St. Gallen Taler
Switzerland
1650–1798
Reference data compiled from public catalogs
Estimated Melt Value
$67.74
Based on Silver spot price ($80.18/oz) · 90.0% purity · 29.2g
Updated 12:39 PM
Collector premium not included
Specifications
| Country | Switzerland |
| Years Minted | 1650–1798 |
| Composition | Silver |
| Weight | 29.2 g |
| Diameter | 42 mm |
| Shape | Round |
Design
Obverse
The obverse typically features the coat of arms of the Abbey of St. Gallen.
Reverse
The reverse often includes inscriptions, the denomination, and symbolic designs.
History & Notable Facts
The St. Gallen Taler was one of the few silver coins minted by a religious abbey, not a secular state, reflecting the unusual autonomy of St. Gallen in the Swiss Confederation. This made it a financial tool for an ecclesiastical principality, often featuring the abbot's portrait alongside symbols like the city's coat of arms. Struck from high-purity silver, typically sourced locally or from trade, these talers weighed around 29 grams and measured about 42 millimeters across, depending on the year.

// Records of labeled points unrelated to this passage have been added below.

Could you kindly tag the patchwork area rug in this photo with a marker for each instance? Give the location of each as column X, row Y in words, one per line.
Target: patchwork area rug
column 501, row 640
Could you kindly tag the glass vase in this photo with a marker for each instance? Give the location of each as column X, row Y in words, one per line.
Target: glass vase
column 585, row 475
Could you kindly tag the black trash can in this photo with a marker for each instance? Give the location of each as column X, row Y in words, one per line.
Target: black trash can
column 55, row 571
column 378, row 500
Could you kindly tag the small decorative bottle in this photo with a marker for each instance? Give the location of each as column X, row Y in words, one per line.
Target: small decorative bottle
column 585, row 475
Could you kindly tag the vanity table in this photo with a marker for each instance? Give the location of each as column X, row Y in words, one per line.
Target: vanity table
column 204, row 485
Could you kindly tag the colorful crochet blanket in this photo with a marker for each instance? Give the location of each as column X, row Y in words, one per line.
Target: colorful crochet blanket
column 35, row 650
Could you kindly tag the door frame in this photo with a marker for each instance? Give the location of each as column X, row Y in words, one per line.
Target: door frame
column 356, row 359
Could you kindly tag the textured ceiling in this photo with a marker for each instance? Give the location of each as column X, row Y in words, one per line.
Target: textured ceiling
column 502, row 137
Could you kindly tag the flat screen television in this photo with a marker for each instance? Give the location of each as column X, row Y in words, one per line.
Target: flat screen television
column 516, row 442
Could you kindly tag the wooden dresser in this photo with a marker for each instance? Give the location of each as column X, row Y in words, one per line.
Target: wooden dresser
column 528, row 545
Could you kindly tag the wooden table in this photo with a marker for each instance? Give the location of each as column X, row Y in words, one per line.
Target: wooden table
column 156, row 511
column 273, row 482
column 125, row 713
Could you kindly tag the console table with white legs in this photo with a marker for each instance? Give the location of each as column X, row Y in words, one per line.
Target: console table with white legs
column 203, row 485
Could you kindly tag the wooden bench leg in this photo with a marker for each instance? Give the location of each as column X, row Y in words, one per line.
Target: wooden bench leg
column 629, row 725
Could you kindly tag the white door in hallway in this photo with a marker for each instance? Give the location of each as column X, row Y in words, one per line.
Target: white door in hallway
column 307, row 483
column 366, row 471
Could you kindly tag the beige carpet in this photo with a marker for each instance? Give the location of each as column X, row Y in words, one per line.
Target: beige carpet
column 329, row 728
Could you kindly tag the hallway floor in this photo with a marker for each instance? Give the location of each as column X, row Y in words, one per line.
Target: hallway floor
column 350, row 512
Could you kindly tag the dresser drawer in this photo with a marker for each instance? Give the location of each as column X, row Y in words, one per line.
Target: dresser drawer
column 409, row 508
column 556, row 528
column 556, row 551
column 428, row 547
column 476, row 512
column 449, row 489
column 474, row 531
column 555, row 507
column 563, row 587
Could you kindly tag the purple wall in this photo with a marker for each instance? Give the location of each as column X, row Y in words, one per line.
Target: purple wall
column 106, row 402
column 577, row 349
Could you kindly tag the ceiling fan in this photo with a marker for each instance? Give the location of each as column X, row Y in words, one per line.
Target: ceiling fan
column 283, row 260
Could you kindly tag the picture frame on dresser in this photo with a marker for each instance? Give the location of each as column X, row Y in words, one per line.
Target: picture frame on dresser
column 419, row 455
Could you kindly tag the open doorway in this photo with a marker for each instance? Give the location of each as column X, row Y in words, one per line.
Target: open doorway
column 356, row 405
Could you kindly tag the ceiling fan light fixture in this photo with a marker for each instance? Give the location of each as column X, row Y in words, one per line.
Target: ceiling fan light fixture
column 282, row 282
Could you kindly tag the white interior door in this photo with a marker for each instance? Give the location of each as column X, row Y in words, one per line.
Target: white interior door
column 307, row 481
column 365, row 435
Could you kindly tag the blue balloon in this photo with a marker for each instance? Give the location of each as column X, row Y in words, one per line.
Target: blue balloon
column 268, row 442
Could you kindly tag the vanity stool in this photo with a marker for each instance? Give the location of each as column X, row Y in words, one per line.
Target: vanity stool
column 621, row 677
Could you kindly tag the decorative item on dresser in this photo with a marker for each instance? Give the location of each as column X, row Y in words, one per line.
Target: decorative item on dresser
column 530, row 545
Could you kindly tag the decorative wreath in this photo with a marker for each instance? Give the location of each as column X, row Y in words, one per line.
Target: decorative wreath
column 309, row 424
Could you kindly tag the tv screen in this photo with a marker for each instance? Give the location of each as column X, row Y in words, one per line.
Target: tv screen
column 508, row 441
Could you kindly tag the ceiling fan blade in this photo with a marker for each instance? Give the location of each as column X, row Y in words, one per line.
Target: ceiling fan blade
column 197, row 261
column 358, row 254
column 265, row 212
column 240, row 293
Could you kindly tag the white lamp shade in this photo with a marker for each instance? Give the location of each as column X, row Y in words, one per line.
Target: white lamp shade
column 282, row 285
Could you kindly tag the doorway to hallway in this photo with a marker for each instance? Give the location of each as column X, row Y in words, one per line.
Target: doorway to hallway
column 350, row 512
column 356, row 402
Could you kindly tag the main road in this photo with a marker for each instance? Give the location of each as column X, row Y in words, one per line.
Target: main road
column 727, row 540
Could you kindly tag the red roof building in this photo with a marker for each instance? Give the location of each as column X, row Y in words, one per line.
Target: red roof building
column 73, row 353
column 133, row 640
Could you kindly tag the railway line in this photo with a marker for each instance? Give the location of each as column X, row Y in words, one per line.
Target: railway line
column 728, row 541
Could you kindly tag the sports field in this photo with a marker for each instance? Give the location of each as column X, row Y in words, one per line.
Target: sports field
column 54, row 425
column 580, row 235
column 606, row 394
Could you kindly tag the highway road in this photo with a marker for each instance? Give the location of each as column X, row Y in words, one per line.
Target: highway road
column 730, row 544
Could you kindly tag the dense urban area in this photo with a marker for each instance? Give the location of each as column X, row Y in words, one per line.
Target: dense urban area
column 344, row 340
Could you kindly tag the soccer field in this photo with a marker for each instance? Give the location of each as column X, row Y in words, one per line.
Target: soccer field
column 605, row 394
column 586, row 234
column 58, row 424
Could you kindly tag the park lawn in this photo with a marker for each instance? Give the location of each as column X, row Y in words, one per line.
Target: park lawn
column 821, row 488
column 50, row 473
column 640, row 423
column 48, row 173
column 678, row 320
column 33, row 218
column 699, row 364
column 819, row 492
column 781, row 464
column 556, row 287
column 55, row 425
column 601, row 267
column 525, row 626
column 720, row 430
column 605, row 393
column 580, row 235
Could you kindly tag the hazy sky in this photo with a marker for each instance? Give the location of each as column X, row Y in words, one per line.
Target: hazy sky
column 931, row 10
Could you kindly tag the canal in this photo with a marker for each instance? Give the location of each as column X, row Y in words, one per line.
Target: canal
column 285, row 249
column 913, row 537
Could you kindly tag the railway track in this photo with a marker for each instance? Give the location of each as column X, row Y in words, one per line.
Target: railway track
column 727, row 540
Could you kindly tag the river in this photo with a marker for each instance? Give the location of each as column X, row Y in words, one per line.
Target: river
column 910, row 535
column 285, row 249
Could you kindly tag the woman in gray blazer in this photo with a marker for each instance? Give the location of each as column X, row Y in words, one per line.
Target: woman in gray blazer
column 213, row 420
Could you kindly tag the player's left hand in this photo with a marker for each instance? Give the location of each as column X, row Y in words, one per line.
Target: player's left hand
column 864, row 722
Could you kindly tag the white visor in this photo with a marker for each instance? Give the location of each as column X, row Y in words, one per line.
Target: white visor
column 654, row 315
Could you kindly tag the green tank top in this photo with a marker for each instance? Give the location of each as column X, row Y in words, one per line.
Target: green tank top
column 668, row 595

Production spanned from 1650 to 1798, but exact mintage figures are murky; records from that era were spotty and likely destroyed in later conflicts. Designs evolved over time, shifting from baroque flourishes to simpler motifs as economic pressures mounted. While some variants were restruck from older blanks, that's more hearsay than documented fact.
Abbey coins like this one rarely turned a profit, which might explain why they stopped altogether.